Musim lalu, Arsenal, di bawah Arsene Wenger, hanya mengambil enam poin kontes melawan anggota lain dari "Big Six".

Sebaliknya, juara Manchester City mengambil 24 poin dari 30 yang ditawarkan melawan Arsenal, Liverpool, Manchester United, Chelsea dan Tottenham.

Masalahnya semakin jauh, dengan Arsenal hanya 26 poin dari perlengkapan tersebut sejak awal musim 2015/16 – 18 kurang dari tim berikutnya, Chelsea.
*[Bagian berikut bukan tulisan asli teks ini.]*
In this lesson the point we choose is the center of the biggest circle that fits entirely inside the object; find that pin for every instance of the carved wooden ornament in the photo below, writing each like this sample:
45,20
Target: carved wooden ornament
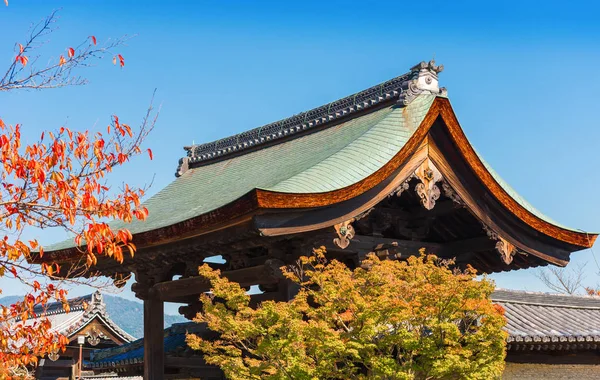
427,189
345,233
506,249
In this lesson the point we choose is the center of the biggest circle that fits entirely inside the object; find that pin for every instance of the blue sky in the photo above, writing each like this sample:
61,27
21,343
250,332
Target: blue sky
522,78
Pembalap Spanyol ini memulai masa jabatannya dengan kerugian melawan City dan Chelsea, tetapi belum pernah kalah sejak itu, dan membawa Arsenal meraih 12 kemenangan dari 13 pertandingan terakhir mereka di semua liga.

"Kami ingin menulis sejarah baru," kata mantan pelatih Paris Saint-Germain.

"Sejarah baru ada di masa sekarang dan juga, dengan pemain kami, kualitas dan kapasitas kami, saya percaya pada pemain saya dan proyek ini." Kami memulai proyek ini dengan cara yang sangat positif dengan apa yang kami lakukan. "

BACA: Emery adalah manajer puncak, kata Klopp

Emery mengatakan bahwa kekalahan awal masih membuatnya sibuk saat ia mempersiapkan timnya untuk kunjungan Jurgen Klopp's Liverpool.

"Hasil besok sangat penting, tapi pertama saya ingin menunjukkan kepada mereka, menunjukkan kepada mereka dan menunjukkan kepada semua orang mentalitas terbaik kami dalam permainan," katanya.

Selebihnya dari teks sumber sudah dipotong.